# Cockapoo owners club car stickers



## mum2bobs (Jun 23, 2010)

The Cockapoo Owners Club has available car stickers of its logo which are being sold to raise money for the Hearing Dogs charity. It is something our members have been requesting and which enables us to raise money for a worthwhile charity.

If any of our members who do not go onto our FB page, would like to buy one, please feel free to PM me and I will give you the details. 

In the future we also hope to be selling car stickers of our banner, the proceeds of which will be going to the Labradoodle trust, and I will keep you informed as to availability.

The sticker logo is similar the the one in my avatar but has the clubs web address on it and is about the size of a car tax disk


----------



## mum2bobs (Jun 23, 2010)

Just an update on this. We raised over £200 for the Hearing Dogs charity which we are delighted with.

The company that printed the logos for us have kindly donated another batch free of charge, so if anyone wants a Cockapoo Owners Club car sticker (a must have for the best dressed car look ), please order them directly from this PayPal address -

[email protected].

It really is a worthwhile charity, and the dogs provide a lifeline for people who have lost their hearing.
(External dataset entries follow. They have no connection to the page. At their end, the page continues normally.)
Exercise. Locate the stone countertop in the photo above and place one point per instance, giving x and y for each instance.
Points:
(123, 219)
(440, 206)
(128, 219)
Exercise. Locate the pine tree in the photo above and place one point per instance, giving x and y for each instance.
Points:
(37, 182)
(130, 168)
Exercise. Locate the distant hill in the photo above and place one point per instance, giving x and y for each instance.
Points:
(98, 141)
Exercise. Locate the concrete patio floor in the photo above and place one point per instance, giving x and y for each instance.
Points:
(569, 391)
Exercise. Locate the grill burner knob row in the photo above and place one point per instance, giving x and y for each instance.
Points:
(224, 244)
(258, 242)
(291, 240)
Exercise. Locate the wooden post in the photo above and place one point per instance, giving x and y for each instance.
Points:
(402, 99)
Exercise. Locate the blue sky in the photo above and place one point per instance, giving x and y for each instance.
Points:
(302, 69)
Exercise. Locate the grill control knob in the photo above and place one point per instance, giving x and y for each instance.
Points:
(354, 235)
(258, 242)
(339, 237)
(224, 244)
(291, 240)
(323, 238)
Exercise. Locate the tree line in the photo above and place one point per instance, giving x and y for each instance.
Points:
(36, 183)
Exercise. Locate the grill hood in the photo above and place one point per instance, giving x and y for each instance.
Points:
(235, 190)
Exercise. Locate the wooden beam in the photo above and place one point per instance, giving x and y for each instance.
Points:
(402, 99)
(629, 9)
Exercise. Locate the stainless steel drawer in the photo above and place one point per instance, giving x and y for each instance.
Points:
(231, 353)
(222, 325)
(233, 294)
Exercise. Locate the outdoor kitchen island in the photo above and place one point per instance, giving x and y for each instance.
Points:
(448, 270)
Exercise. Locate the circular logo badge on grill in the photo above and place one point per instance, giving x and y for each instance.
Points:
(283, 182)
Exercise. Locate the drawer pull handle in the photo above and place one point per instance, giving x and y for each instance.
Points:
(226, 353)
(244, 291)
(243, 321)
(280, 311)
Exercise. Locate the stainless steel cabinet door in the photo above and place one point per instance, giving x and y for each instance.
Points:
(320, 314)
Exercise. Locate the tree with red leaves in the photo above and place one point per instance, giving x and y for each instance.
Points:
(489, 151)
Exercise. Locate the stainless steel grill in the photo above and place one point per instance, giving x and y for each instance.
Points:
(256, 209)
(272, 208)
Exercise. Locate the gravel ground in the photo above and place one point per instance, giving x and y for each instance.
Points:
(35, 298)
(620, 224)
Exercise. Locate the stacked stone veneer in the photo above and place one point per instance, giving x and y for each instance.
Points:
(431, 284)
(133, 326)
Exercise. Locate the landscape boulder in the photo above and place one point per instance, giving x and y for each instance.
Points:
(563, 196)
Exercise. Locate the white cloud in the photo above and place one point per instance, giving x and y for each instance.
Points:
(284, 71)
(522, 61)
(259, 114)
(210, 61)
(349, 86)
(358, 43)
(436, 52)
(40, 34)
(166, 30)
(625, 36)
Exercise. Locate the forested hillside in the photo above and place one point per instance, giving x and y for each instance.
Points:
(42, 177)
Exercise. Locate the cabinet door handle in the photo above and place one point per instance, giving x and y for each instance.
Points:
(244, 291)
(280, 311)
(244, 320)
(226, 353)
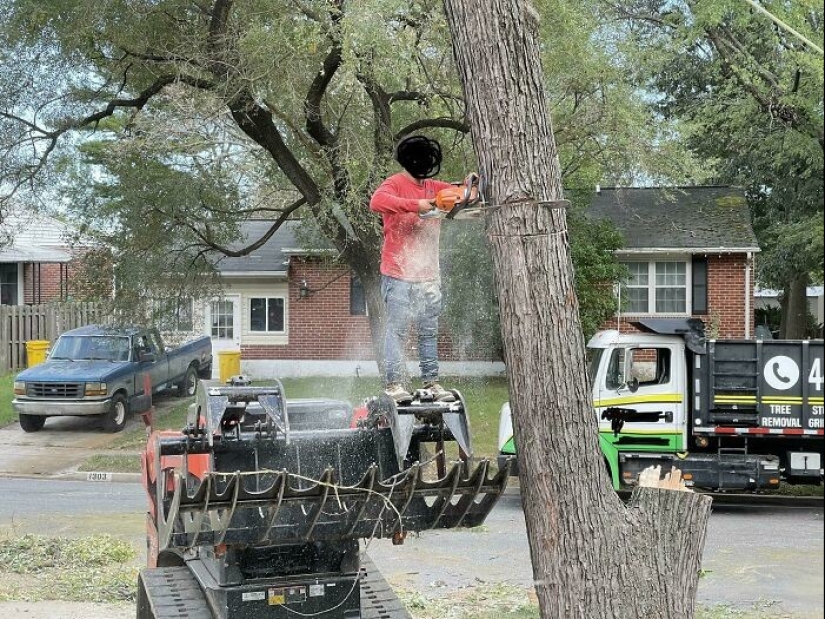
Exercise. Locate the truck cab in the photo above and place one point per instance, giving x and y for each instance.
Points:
(639, 383)
(730, 414)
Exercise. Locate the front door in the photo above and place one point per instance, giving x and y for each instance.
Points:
(223, 324)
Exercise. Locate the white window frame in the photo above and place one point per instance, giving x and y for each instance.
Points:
(652, 287)
(161, 310)
(267, 331)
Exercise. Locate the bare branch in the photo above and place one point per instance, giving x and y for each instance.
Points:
(428, 123)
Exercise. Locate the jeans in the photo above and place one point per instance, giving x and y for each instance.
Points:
(408, 302)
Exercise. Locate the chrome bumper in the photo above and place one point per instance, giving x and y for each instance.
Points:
(55, 408)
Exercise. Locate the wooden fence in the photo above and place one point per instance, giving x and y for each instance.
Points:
(22, 323)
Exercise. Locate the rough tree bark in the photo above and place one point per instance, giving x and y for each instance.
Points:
(593, 557)
(794, 322)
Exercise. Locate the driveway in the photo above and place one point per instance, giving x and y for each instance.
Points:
(62, 444)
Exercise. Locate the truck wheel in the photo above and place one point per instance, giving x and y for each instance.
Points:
(115, 419)
(32, 423)
(189, 385)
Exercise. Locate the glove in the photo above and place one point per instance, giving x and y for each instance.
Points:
(447, 198)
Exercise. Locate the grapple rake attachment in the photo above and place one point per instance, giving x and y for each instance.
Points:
(257, 507)
(268, 485)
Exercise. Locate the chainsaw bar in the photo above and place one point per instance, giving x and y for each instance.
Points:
(476, 208)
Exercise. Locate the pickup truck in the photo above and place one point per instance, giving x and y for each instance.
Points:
(102, 371)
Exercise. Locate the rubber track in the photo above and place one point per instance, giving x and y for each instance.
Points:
(173, 593)
(378, 600)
If you can spare £2 please order one, thanks.


----------



## Dextersmum (Feb 9, 2012)

I paid for one a few days ago,just waiting for it to arrive


----------



## designsbyisis (Dec 27, 2011)

Mine have arrived - they are really lovely


----------



## Ali79 (Mar 30, 2011)

Ours arrived today - they are really great - thank you


----------



## mum2bobs (Jun 23, 2010)

Thanks for taking the time to order them, it is much appreciated


----------



## jos (Feb 9, 2012)

Just ordered mine - waiting for it to arrive..

Good cause - I also sponsor Farley the cockapoo hearing dog....poo's are sooooo clever


----------



## mum2bobs (Jun 23, 2010)

Thanks jos, it is a worthwhile cause, they do such great work these dogs.


----------